Most of the research that HISDU is involved with has the requirement that data be collected in isolated settings, which includes no internet access, no local network and no IT support. Given this, the principle investigators would like data to be entered on site, often for rapid turn around on interventions or for informing local policy implementers. Ideally a data collection system would be distributed, perhaps with a web based interface, using an enterprise rated database management system managed remotely by qualified systems administrators, however this is simply not possible for remote site projects on limited budgets.

After examining the offerings from the likes of Epi Info or EpiData, we usually fall back to Microsoft Access. Not because MS Access has any particular inherent quality over these other packages, but because if there is any local support then they usually more likely to be qualified to handle MS Access rather than EpiData or FileMaker. Additionally, most investigators are aware of MS Access, being part of the Microsoft Office installation on their computers.

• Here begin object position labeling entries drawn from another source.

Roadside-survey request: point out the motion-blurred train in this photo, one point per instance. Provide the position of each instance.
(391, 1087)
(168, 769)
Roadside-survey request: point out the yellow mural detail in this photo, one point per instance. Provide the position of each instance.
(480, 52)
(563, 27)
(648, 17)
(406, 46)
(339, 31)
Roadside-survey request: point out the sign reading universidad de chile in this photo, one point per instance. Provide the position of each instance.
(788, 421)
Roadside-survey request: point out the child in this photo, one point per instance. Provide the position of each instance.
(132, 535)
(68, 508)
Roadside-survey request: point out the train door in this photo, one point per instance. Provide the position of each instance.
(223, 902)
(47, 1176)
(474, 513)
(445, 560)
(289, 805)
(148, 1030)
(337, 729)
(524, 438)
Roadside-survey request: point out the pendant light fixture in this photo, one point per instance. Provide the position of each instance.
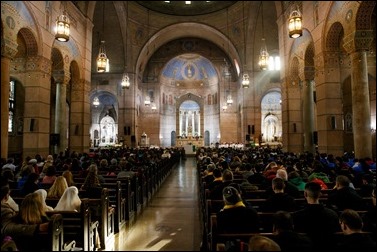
(126, 79)
(295, 23)
(245, 77)
(96, 102)
(263, 56)
(102, 60)
(62, 26)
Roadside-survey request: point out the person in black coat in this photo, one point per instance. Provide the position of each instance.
(279, 200)
(369, 217)
(235, 217)
(286, 237)
(316, 220)
(31, 184)
(344, 197)
(354, 239)
(217, 192)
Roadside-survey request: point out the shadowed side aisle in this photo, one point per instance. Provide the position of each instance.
(171, 221)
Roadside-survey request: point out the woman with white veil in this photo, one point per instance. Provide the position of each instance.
(70, 200)
(43, 194)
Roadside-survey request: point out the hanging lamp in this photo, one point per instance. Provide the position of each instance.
(62, 27)
(295, 23)
(102, 59)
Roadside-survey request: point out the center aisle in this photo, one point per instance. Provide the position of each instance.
(171, 221)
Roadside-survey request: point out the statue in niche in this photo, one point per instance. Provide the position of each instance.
(189, 71)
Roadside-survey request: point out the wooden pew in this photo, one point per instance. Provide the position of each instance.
(52, 240)
(78, 226)
(217, 240)
(102, 212)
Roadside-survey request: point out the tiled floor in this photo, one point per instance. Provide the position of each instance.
(171, 220)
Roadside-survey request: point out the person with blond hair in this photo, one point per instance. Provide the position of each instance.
(31, 212)
(43, 194)
(58, 187)
(70, 200)
(263, 243)
(68, 177)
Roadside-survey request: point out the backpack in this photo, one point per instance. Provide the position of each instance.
(321, 183)
(236, 245)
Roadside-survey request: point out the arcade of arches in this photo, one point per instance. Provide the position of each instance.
(322, 94)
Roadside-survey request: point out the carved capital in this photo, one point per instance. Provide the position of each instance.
(360, 40)
(8, 49)
(61, 77)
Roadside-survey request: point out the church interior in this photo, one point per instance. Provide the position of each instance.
(81, 75)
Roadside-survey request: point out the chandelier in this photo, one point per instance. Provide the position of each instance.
(62, 27)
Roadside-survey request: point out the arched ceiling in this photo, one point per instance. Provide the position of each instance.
(189, 67)
(180, 8)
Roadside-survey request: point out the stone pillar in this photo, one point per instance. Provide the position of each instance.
(198, 120)
(193, 123)
(60, 109)
(7, 53)
(308, 116)
(180, 123)
(5, 63)
(186, 123)
(356, 45)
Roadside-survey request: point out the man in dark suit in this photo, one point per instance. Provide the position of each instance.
(286, 237)
(343, 196)
(316, 220)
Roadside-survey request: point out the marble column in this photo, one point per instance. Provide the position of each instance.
(193, 123)
(7, 53)
(180, 123)
(308, 116)
(356, 45)
(198, 121)
(5, 79)
(61, 110)
(186, 123)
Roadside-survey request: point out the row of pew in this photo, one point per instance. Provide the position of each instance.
(214, 241)
(106, 211)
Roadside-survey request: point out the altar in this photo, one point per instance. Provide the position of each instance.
(190, 144)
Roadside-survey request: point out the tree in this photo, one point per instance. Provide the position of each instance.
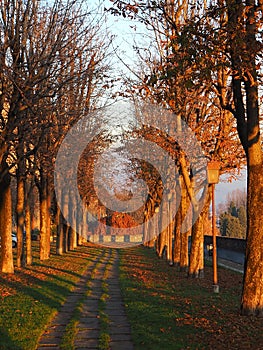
(176, 75)
(50, 54)
(228, 38)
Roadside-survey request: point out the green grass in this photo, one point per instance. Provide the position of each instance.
(32, 296)
(168, 310)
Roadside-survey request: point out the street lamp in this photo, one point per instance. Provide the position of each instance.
(213, 168)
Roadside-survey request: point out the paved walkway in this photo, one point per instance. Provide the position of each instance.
(99, 280)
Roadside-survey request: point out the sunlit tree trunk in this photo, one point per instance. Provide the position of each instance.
(7, 264)
(20, 212)
(242, 31)
(185, 233)
(44, 243)
(196, 261)
(28, 221)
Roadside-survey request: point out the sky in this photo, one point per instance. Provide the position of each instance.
(125, 34)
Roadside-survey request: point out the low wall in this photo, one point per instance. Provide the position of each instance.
(234, 244)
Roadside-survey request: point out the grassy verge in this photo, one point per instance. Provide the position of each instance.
(168, 310)
(32, 296)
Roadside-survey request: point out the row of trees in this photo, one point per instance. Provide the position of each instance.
(53, 71)
(206, 68)
(202, 65)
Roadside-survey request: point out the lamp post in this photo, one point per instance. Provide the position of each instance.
(213, 168)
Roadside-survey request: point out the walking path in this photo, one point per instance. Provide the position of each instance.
(102, 316)
(102, 310)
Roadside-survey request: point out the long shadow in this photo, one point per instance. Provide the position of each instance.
(6, 342)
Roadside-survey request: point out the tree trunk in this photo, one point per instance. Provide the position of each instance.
(44, 243)
(60, 233)
(196, 265)
(177, 238)
(248, 126)
(185, 203)
(7, 263)
(28, 231)
(252, 294)
(20, 211)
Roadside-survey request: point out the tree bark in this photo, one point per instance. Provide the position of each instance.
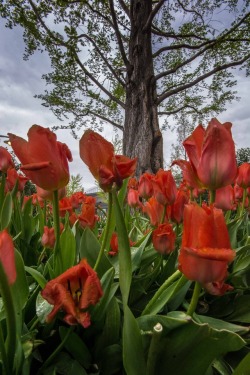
(142, 137)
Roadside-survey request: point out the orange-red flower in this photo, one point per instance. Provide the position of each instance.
(5, 160)
(73, 292)
(243, 178)
(7, 256)
(164, 187)
(212, 154)
(205, 250)
(163, 238)
(44, 159)
(105, 166)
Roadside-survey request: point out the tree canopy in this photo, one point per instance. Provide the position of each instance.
(112, 59)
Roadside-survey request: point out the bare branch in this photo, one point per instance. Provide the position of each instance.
(201, 78)
(98, 84)
(103, 58)
(118, 34)
(152, 14)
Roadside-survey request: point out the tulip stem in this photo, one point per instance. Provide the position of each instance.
(10, 318)
(212, 196)
(195, 298)
(106, 232)
(56, 225)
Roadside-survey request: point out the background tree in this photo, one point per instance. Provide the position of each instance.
(127, 62)
(243, 155)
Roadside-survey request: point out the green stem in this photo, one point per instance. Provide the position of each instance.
(4, 357)
(212, 196)
(106, 232)
(165, 285)
(195, 299)
(56, 219)
(58, 349)
(10, 317)
(154, 349)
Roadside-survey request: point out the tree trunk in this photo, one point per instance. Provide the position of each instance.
(142, 137)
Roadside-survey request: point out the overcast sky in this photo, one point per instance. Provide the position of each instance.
(21, 80)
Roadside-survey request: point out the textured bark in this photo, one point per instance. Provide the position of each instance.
(142, 135)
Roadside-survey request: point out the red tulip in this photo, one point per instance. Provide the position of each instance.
(212, 154)
(205, 250)
(145, 187)
(164, 187)
(243, 178)
(73, 292)
(7, 256)
(163, 238)
(224, 198)
(105, 166)
(5, 160)
(44, 159)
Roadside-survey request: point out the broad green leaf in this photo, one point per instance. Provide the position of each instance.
(241, 312)
(40, 279)
(124, 253)
(67, 248)
(89, 249)
(221, 324)
(244, 367)
(6, 211)
(133, 353)
(188, 343)
(76, 347)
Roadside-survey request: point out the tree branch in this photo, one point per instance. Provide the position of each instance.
(201, 78)
(118, 34)
(103, 58)
(152, 15)
(98, 84)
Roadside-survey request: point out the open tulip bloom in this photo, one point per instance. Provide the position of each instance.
(156, 280)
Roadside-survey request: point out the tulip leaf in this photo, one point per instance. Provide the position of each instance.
(89, 249)
(241, 310)
(133, 353)
(186, 342)
(124, 253)
(76, 347)
(6, 211)
(67, 249)
(40, 279)
(243, 367)
(20, 288)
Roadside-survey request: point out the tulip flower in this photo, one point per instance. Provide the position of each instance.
(7, 256)
(44, 159)
(105, 166)
(164, 187)
(73, 292)
(212, 154)
(243, 178)
(5, 160)
(163, 238)
(205, 250)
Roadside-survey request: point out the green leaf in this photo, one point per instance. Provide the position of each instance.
(241, 311)
(187, 342)
(40, 279)
(133, 353)
(67, 248)
(76, 347)
(124, 253)
(89, 249)
(6, 212)
(20, 288)
(244, 367)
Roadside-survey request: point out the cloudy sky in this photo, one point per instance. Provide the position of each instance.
(21, 80)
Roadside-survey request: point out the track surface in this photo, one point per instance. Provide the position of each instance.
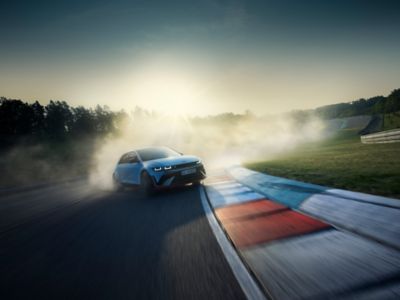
(69, 241)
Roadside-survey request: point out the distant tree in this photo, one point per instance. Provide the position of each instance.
(59, 119)
(392, 103)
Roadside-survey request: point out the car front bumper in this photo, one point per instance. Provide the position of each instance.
(177, 177)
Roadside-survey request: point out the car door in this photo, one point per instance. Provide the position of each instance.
(131, 169)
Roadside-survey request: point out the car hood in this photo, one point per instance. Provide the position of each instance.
(175, 160)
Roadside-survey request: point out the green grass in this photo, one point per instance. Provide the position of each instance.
(392, 120)
(341, 162)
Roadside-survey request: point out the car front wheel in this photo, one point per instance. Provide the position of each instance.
(146, 184)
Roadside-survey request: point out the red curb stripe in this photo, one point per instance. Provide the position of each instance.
(268, 228)
(216, 179)
(251, 209)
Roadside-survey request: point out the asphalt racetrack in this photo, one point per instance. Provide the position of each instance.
(72, 241)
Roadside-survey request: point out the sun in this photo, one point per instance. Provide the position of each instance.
(168, 91)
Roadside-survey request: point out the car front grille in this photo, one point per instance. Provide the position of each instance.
(185, 165)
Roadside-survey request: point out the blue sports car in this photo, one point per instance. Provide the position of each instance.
(157, 167)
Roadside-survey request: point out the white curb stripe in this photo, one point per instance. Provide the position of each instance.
(245, 280)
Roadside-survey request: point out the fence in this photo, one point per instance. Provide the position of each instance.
(388, 136)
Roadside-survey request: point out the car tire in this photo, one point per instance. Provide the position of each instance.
(196, 183)
(117, 186)
(146, 184)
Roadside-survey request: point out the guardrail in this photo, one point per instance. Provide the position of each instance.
(388, 136)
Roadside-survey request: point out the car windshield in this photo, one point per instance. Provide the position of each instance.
(156, 153)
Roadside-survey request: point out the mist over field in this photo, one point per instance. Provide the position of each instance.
(42, 143)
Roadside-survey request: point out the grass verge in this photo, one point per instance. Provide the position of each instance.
(341, 162)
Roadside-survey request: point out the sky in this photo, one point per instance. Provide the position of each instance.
(199, 57)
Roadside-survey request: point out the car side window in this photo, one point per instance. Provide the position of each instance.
(132, 158)
(122, 160)
(128, 158)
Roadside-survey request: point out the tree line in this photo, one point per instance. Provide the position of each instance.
(58, 121)
(372, 106)
(55, 121)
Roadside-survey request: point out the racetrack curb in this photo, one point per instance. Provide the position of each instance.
(299, 245)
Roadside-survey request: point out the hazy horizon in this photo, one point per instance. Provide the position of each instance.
(199, 58)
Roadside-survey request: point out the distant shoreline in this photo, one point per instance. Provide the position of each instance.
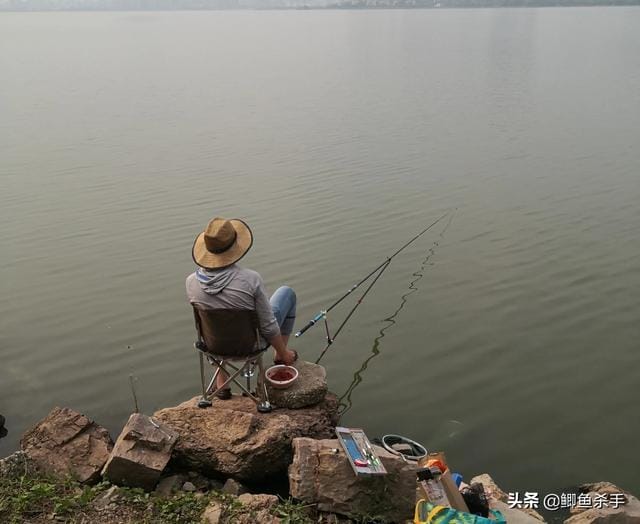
(635, 3)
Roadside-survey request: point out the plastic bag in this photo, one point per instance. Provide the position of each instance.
(428, 513)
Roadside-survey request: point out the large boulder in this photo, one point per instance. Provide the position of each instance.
(309, 389)
(250, 509)
(67, 443)
(141, 452)
(498, 500)
(321, 474)
(605, 503)
(16, 465)
(232, 439)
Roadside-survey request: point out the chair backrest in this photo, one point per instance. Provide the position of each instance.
(227, 332)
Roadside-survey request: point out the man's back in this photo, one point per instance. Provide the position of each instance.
(233, 287)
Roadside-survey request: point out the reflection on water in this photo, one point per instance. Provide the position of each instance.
(344, 402)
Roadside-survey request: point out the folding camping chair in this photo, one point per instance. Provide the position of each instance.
(229, 340)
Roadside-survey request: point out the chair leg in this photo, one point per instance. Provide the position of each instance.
(204, 402)
(264, 406)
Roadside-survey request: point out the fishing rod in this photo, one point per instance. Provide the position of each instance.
(322, 315)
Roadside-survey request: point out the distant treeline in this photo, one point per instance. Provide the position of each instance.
(128, 5)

What is wrong with Microsoft Access? Many things. The worst of which is that the databases tend to bloat themselves full of air rather quickly, particularly with dynamically modifying forms; in Access version 2007 you can tell the database to compact itself on exit ... but if you're running the database on a network drive then a bug appears to randomly delete the entire database. The limit of 250 fields per table becomes burdensome with regards to questionnaires despite what some advocates of "normal form" would say. Occasionally MS Access will put itself in a state where it will crash for no readily apparent reason when editing forms, although this has become less of a problem with newer versions. The object oriented nature MS Access means that vital options are widely distributed across a large number of menus, slowing development. Visual Basic for Applications (VBA) can make discovering that vital little property a rather lengthy investigation. Form construction in a customised manner is often a very manual process and cannot be automated beyond the small selection of templates that Microsoft supplies.

However, given suitable development time, the results can be pleasing, and the level of control is well above that of most other packages. Once you have built up a set of standard VBA modules then you can become quite efficient at producing solid forms and processes that can output codebooks, analysis conversion code and some statistical analyses.

When Microsoft Access runs slow
Occasionally Microsoft Access (2007) starts operating exceedingly slowly when you are editing forms or reports. Clearing temporary files, removing and reinstalling Microsoft Office, cleaning the registry (thank you CCleaner) just does not appear to solve anything. If you have a network printer then try setting the default printer to something local.